The senator sees the bill as a valuable tool to reshape Canada’s legal and institutional relationship with indigenous people.
"In many ways, Canada waged war against indigenous people through law, and many of today’s laws reflect that intent," the senator said. "The Indian Act is a leading example, but it is not alone. Other laws and policies need to be scrutinized with an eye to reconciliation and, where found lacking, will need to be changed.
"The full adoption and implementation of the UN Declaration on the Rights of Indigenous Peoples will not undo the war of law, but it will begin to address that war’s legacies," Sinclair wrote.
Saganash had a series of private and public meetings with grand chiefs Derek Nepinak, Sheila North Wilson, Mennonite leaders and young people, among others in Winnipeg, staggered over the weekend. He flies out Tuesday.
The tour picks up again in a couple of week in Saskatchewan, and meetings in other parts of Canada will follow over the coming months.
Private member’s bills rarely make it into law, but Saganash said he figures this time there’s political and public momentum to propel his bill forward.
The 94 calls for action by the Truth and Reconciliation Commission — which was chaired by Sinclair — are built on the declaration. The provinces and the federal government have backed the TRC report. Prime Minister Justin Trudeau wrote the TRC into the job descriptions for the justice and indigenous affairs ministers.
"The TRC says the declaration on the fundamental rights of indigenous peoples needs to be the framework for reconciliation in this country, so we need this legislative framework to achieve that. That’s what I’m proposing. The (Liberals) supported the bill in the previous Parliament, and I’m hoping they’ll do the same this time," the MP said.
Indigenous Affairs Minister Carolyn Bennett’s been non-committal.
The one Liberal MP who has come out in support of the bill is Robert-Falcon Ouellette (Winnipeg Centre).

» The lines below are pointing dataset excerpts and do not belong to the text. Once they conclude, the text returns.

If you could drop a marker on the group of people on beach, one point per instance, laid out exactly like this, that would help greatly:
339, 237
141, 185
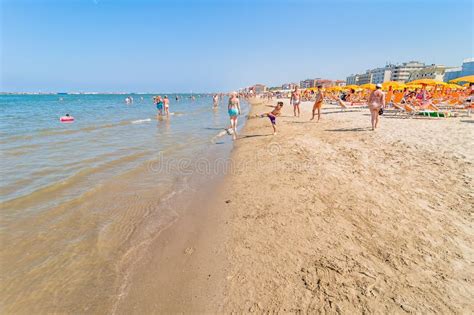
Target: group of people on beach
376, 103
162, 105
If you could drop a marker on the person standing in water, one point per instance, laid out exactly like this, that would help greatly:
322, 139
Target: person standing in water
273, 115
166, 104
159, 106
296, 100
234, 111
376, 103
215, 100
318, 102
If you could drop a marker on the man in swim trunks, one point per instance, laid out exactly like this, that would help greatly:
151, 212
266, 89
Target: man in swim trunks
318, 102
296, 100
376, 102
273, 115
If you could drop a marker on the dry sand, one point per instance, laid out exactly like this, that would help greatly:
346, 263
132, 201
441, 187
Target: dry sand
332, 217
325, 217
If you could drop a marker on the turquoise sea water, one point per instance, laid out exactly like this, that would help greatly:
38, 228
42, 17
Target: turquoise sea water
78, 198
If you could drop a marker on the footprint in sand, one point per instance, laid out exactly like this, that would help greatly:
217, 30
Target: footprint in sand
189, 251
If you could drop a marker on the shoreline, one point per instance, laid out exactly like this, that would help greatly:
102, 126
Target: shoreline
316, 219
331, 217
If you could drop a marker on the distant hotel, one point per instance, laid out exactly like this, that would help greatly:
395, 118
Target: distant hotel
412, 70
467, 68
310, 83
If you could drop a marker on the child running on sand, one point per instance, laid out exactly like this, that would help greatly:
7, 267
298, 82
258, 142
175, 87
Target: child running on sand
273, 114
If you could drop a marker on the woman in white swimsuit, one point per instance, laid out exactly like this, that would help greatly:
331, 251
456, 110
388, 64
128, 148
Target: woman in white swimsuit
296, 100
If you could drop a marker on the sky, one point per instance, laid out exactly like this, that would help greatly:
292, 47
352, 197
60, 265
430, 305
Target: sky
211, 45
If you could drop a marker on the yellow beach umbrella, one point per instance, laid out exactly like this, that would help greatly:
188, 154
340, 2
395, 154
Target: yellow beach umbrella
414, 86
427, 82
347, 87
454, 86
369, 86
468, 78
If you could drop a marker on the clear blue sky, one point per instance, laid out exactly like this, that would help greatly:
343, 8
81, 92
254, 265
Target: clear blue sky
211, 45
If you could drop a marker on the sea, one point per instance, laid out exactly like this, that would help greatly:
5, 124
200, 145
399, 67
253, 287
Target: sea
80, 201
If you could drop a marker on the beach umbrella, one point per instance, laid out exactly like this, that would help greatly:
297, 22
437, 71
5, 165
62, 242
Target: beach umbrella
468, 78
427, 82
369, 86
413, 86
454, 86
393, 84
352, 86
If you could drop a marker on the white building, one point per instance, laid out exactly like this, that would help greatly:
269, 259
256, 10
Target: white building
435, 72
352, 79
381, 75
402, 72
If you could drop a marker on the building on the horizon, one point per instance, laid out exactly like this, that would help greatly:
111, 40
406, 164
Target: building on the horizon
435, 72
391, 72
381, 75
353, 79
467, 68
365, 78
289, 86
308, 83
402, 72
259, 88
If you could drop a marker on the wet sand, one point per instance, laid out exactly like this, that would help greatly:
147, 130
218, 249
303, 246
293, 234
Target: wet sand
327, 217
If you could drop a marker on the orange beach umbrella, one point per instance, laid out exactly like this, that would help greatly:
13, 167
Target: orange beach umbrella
468, 78
427, 82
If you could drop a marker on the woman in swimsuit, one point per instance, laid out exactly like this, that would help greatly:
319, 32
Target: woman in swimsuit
296, 100
376, 102
166, 104
318, 102
234, 111
273, 115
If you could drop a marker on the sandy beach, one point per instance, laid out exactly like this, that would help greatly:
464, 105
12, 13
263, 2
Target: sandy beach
332, 217
328, 217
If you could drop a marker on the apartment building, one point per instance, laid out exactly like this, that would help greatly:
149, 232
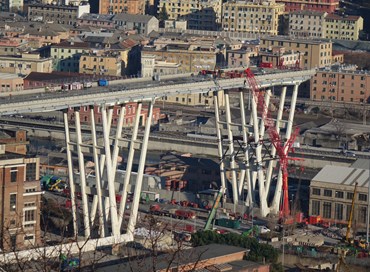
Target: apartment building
25, 63
307, 24
252, 17
129, 115
66, 55
143, 24
281, 58
192, 58
10, 83
101, 63
21, 198
12, 46
200, 15
315, 53
340, 83
343, 27
96, 20
57, 13
328, 6
331, 195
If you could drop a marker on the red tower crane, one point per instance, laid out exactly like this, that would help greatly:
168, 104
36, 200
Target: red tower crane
281, 148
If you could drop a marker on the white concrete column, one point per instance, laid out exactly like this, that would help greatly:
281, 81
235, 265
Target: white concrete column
81, 164
109, 172
98, 199
70, 173
292, 111
231, 151
219, 140
245, 174
140, 173
279, 118
130, 159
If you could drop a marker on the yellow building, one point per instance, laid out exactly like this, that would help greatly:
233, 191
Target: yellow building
102, 63
25, 64
252, 17
202, 15
315, 53
343, 27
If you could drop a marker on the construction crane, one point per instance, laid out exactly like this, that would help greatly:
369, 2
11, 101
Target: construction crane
349, 226
212, 214
282, 149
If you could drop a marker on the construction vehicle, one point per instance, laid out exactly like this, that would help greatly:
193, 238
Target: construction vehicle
212, 214
175, 213
349, 226
53, 183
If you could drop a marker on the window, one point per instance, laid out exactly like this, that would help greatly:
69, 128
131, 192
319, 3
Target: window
362, 213
13, 174
315, 207
327, 210
13, 202
339, 194
29, 215
338, 211
349, 196
328, 193
362, 197
31, 172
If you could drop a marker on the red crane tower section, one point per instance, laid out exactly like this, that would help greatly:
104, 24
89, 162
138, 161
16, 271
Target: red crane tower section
282, 149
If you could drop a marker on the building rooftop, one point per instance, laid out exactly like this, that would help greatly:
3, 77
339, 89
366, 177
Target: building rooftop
97, 17
294, 40
4, 76
345, 17
188, 256
307, 12
135, 18
343, 175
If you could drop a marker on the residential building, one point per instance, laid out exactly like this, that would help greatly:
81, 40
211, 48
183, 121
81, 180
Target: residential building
142, 24
200, 15
66, 55
341, 83
343, 27
57, 13
315, 53
25, 63
21, 198
11, 6
280, 58
307, 24
150, 67
10, 83
328, 6
252, 17
96, 20
241, 57
127, 6
129, 115
331, 195
101, 63
12, 46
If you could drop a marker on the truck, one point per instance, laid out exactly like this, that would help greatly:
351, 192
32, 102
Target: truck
103, 82
228, 223
175, 213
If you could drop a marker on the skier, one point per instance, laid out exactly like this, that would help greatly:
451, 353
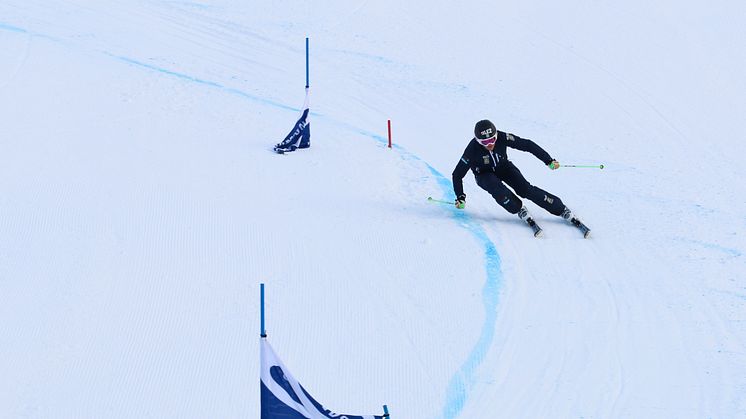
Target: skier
486, 156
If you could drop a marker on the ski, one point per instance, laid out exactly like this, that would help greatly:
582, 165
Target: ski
582, 227
538, 232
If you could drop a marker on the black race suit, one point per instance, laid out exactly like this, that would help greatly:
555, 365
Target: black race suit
492, 170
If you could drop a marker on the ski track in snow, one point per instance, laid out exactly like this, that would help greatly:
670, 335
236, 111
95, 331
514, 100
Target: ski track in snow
463, 380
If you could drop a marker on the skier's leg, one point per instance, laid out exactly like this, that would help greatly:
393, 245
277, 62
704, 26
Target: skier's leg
502, 195
513, 177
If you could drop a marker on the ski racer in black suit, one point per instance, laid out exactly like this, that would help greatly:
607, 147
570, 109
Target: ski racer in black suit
486, 156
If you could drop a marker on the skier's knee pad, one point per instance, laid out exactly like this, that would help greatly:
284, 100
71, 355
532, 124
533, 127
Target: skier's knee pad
511, 203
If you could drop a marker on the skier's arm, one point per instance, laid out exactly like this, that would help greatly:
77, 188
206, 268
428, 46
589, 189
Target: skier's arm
525, 144
458, 175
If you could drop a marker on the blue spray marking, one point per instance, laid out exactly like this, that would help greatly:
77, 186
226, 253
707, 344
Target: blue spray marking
462, 381
6, 27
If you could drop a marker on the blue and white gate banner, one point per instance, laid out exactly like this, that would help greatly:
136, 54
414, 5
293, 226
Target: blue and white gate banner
300, 135
282, 397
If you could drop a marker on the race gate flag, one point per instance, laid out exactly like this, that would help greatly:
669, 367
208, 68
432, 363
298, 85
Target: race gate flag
282, 397
300, 135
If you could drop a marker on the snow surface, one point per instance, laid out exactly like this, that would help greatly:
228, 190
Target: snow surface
141, 207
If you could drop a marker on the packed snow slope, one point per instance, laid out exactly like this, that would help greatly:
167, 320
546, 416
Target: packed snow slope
141, 207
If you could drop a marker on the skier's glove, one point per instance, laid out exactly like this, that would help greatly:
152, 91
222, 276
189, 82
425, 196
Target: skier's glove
461, 201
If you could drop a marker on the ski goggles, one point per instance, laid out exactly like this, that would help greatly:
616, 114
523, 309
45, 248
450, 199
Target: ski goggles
488, 141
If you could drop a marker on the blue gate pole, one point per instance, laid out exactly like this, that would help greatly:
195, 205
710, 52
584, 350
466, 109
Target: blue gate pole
264, 332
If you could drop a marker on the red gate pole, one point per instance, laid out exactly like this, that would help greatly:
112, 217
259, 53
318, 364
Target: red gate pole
389, 133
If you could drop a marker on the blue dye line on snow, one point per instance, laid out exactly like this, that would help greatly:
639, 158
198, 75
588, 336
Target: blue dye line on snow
462, 381
6, 27
205, 83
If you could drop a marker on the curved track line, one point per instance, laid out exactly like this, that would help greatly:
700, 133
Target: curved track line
463, 380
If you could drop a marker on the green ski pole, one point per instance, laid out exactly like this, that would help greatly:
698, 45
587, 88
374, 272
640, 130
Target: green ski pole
600, 166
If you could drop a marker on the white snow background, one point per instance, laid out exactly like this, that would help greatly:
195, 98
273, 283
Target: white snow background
141, 207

Saganash is a man who doesn’t give up, and he’s built up decades of experience on the file. His first bill died under Stephen Harper’s Conservatives, but that was before the TRC. Saganash was personally involved in the development of the UN declaration, having lobbied for it with the Grand Council of the Crees in Quebec as far back as 1984. He’s written scholarly papers about it for years.
"I started out at the UN with the initial phase... Now, this private member’s bill allows me to bring that declaration into domestic law. It will complete the work I started in 1984," he said.
The UN adopted the declaration in 2007, but Canada, the United States, Australia and New Zealand — countries with large indigenous populations — refused to recognize it. Canada was the last of the four holdouts to endorse it, in 2012 , with the condition it was an aspirational document and not legally binding.
By definition, UN declarations aren’t legally binding, but the caveat was widely seen as limiting the impact of the declaration here.
Bill-C 262, under the title the United Nations Declarations on the Rights of Indigenous People Act, would set out the legislative framework to make the declaration legally binding in Canada. At its core is the TRC call to action that relates to federal, provincial, territorial and municipal levels of government adopting the UN declaration, Saganash said.
Such a law won’t replace the Indian Act, as some supporters believe, but it might hasten its abolition.
Manitoba’s Grand Chief Derek Nepinak has repeatedly called for the abolition of the Indian Act. Former national chief Matthew Coon Come wrote an op-ed that appeared in the Montreal Gazette Wednesday that called Saganash’s bill a way for Canada "to reject the colonial past."